Proposed Inspection Cuts Endanger Elders


San Francisco – The Governor’s proposed budget contains cuts that would further cripple California’s already faltering oversight of Residential Care Facilities for the Elderly (RCFEs), increasing the risk of neglect and abuse to more than 150,000 elderly residents. At best, most facilities would be inspected only once every five years.

The proposed budget cuts to the Department of Social Services’ Community Care Licensing Division diminish oversight at a time when assisted living facility care is growing rapidly in California and the care needs of residents are increasing dramatically. Many residents suffer from dementia and other serious health problems that make them highly vulnerable to abuse.

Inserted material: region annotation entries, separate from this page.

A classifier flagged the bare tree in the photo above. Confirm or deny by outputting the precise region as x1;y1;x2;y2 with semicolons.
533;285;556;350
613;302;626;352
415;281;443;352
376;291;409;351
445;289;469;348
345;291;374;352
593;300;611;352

More than 7,770 assisted living facilities for elders are operating in California, an increase of more than 25 percent since 2000. The California Department of Social Services (DSS) licenses these facilities as Residential Care Facilities for the Elderly (RCFEs).

Once a model for other states, California’s inspection system for residential care/assisted living facilities is now one of the weakest in the nation. In the 1970’s and 1980’s, DSS inspected RCFEs twice per year. By the early 90’s, inspections were cut to once per year. In 2004, inspections were slashed to once every five years, with a small number of RCFEs subject to annual inspections. By its own admission, DSS has been unable to comply with the five–year inspection cycle due to lack of resources.

"Inspecting RCFEs once every five years or less is a recipe for neglect and abuse," said Patricia McGinnis, CANHR’s executive director. "Care standards and residents’ rights become virtually meaningless when inspections are so rare. Issuing a license under these conditions deceives consumers who assume the state is conducting regular inspections or offering oversight and protection to residents."

The proposed budget maintains the inadequate five–year inspection cycle, and also cuts the number of RCFEs that are randomly selected for annual inspections by more than half. Currently, 30 percent of RCFEs are supposed to receive random annual inspections. The proposed budget decreases this level to 14 percent.

An increase in oversight and enforcement is needed now more than ever. The present oversight system does not ensure the basic care and safety of elderly residents. At the very least, each RCFE should be inspected every two years. Facilities with poor compliance histories should be inspected annually or more often.